Alexander Aitken, a young man from Scotland, worked on the Musgrave ranch as a shepherd between April 14, 1891 and May 25, 1892. Much of what we know about farming and ranching on Salt Spring Island during this time comes from this journal (although dated 1889 on the cover, the entry on page two starts with his arrival on Salt Spring in 1891). In it he speaks about the life and isolation of the ranch at Musgrave Landing, where his closest companions were two Chinese workers, “Young” and “Sam.”; He describes the constant labour of clearing and plowing the land as well of the tending to the approximately 1,100 sheep. Musgrave Landing, while quite isolated from the rest of Salt Spring settlement was serviced by the steamer, Isabel, on a twice weekly basis; Alexander also speaks about travelling by private launch between Musgrave Landing and Cowichan Bay.
In addition to the insights into farm and ranch work, Aitken’s diary also provides a glimpse into the social interaction between the Edward Musgrave family and workers on the ranch, as well as visitors and passersby such as the First Nations canoeing by the Landing.
The last page includes a note by his niece Nellie Aitkin Georgeson who says, “I never met him but I wish I had as he must have been a fine man.”

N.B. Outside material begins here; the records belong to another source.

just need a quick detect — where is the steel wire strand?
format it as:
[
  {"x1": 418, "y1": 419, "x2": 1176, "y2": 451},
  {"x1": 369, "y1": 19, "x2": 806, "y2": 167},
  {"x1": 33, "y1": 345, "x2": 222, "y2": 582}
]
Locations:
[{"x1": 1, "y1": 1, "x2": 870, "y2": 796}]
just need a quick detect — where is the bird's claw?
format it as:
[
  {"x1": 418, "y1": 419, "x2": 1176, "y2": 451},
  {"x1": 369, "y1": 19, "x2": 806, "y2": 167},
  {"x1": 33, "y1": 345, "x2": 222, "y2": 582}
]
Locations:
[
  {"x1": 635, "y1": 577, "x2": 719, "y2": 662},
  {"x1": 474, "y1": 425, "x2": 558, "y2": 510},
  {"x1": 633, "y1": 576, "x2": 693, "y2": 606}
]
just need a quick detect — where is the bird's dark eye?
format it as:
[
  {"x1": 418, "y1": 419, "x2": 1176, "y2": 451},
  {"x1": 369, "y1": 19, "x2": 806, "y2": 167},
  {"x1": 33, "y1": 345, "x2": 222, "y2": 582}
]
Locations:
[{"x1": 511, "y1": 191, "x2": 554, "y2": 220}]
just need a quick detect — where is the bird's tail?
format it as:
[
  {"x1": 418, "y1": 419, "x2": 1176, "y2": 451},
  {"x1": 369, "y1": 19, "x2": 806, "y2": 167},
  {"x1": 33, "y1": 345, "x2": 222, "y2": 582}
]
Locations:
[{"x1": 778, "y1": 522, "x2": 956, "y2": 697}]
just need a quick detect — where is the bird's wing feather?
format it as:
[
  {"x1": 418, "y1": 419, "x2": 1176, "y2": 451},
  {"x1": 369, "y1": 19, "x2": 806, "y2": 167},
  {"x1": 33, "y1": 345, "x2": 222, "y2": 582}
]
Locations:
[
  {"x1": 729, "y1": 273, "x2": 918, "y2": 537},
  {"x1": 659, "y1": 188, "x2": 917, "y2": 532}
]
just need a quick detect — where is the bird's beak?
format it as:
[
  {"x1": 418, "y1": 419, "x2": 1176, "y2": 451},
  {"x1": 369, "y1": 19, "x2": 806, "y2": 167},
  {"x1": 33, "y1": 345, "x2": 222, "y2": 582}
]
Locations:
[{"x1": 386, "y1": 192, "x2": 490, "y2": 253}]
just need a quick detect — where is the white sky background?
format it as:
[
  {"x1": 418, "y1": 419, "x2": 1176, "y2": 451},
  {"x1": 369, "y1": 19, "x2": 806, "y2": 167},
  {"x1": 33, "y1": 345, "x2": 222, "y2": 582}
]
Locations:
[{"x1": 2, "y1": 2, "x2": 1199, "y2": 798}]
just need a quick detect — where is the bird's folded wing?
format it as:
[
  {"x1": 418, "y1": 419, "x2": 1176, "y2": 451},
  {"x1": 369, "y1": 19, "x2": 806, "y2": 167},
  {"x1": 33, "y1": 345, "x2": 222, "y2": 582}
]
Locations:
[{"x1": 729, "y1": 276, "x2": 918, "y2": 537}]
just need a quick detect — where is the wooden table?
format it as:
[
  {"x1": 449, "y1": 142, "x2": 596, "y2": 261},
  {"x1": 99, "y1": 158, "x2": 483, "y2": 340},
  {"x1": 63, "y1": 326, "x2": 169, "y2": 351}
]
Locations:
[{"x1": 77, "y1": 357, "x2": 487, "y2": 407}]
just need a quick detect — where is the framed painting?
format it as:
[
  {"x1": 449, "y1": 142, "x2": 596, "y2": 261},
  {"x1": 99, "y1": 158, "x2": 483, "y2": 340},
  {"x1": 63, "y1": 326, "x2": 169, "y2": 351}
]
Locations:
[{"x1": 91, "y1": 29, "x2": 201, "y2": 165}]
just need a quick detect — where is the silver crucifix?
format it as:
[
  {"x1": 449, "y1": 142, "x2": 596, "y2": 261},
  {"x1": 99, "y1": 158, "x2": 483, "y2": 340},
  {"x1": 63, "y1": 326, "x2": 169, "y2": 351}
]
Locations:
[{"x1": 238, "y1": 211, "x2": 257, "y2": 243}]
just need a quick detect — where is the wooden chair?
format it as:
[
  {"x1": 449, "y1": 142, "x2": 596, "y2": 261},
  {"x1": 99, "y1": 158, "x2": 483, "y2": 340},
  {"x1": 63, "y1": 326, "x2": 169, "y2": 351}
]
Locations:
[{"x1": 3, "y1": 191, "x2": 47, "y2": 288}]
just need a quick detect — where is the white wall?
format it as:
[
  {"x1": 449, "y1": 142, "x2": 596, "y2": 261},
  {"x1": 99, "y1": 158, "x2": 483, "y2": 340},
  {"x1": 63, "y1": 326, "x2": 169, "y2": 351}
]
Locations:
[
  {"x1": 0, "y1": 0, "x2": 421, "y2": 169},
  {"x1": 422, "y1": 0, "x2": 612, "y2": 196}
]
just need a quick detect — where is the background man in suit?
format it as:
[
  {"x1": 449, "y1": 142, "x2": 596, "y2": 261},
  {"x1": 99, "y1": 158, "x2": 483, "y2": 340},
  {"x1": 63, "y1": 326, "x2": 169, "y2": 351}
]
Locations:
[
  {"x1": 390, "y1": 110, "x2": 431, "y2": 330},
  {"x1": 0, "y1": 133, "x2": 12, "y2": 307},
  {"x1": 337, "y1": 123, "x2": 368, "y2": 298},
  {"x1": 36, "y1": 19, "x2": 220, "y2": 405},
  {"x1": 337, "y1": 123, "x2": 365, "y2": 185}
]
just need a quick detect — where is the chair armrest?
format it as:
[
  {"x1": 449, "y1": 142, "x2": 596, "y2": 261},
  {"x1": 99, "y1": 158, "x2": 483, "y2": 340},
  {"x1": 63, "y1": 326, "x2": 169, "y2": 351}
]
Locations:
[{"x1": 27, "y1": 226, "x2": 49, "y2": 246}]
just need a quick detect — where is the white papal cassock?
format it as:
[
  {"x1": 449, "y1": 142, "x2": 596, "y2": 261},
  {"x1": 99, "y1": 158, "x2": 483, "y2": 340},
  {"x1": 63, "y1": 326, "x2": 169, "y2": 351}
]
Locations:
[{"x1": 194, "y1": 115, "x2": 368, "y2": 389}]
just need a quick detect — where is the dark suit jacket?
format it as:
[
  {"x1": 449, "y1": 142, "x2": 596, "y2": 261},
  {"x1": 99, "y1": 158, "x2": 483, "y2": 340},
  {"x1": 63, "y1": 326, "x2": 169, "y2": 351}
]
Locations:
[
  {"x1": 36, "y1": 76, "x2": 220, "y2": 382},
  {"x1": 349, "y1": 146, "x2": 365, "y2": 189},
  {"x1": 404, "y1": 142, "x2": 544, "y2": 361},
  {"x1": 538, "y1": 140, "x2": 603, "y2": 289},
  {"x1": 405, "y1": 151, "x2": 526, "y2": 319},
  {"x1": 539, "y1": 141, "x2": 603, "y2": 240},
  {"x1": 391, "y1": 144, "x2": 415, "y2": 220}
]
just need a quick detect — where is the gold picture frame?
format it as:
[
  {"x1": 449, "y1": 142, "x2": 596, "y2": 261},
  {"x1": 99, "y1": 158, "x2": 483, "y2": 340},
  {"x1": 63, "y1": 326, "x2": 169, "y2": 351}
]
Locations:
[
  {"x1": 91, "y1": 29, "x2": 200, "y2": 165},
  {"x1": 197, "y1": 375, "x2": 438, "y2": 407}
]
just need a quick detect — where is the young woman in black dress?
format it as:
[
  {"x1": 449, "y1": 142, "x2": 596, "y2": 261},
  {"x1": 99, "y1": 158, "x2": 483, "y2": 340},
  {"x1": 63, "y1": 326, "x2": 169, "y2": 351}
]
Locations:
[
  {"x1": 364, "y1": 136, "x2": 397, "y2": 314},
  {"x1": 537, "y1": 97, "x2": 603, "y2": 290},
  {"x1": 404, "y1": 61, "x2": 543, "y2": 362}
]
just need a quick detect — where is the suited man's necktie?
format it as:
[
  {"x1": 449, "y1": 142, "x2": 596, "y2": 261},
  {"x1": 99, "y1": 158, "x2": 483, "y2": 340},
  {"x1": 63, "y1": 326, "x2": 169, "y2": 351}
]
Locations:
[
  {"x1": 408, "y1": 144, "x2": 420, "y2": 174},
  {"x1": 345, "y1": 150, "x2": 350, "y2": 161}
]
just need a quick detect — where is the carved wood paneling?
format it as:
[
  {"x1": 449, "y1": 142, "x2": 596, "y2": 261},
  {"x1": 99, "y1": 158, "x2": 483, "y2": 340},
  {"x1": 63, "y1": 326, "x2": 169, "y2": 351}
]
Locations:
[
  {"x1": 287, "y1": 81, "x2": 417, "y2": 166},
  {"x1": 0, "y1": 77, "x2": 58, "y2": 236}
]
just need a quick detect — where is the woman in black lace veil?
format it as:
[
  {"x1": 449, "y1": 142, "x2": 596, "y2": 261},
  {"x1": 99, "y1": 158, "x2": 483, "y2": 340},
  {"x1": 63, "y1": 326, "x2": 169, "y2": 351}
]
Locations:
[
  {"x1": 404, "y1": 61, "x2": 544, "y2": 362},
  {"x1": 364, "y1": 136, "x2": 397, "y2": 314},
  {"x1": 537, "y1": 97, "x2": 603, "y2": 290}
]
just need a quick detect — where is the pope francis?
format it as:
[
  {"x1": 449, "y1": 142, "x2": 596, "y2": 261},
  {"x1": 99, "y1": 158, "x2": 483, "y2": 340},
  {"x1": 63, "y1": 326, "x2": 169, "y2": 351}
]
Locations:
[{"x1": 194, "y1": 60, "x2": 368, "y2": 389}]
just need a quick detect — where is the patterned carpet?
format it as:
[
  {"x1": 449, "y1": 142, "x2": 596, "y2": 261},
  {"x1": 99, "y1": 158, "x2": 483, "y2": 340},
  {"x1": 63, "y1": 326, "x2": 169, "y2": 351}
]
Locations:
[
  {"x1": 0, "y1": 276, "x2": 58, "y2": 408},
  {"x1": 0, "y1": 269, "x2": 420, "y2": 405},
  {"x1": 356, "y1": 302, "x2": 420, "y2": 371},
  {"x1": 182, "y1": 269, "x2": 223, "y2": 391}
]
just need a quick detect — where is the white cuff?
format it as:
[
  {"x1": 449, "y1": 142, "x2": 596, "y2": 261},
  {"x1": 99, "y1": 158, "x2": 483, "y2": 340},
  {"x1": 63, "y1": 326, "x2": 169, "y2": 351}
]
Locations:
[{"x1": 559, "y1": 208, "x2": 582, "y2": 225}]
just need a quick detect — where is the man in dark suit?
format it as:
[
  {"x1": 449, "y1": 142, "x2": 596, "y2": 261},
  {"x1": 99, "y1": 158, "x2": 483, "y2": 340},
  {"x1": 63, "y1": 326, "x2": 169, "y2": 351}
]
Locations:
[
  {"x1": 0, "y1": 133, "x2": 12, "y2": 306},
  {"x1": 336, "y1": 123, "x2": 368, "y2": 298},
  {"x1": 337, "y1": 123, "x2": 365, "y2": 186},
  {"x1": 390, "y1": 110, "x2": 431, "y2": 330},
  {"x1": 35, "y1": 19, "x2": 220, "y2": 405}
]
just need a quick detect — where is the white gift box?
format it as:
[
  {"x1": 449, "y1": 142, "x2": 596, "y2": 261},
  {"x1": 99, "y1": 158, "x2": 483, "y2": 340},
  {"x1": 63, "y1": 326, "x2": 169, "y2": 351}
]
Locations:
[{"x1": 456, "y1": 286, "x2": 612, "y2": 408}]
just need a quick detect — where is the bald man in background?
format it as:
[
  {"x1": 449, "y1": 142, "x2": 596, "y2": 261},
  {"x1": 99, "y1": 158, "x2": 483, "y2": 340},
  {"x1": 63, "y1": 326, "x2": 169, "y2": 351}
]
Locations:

Alex Aitken eventually became a farm-owner in the Somenos Lake area and a major figure in local politics. He served as a councillor and Reeve in North Cowichan for six terms and was the vice-president of the BC Wool Growers Association. He died suddenly in 1923 at the age of 54, leaving a wife and son. By that time his parents and siblings had also moved to Vancouver Island. The Alex Aitken Elementary School in North Cowichan is named in his memory.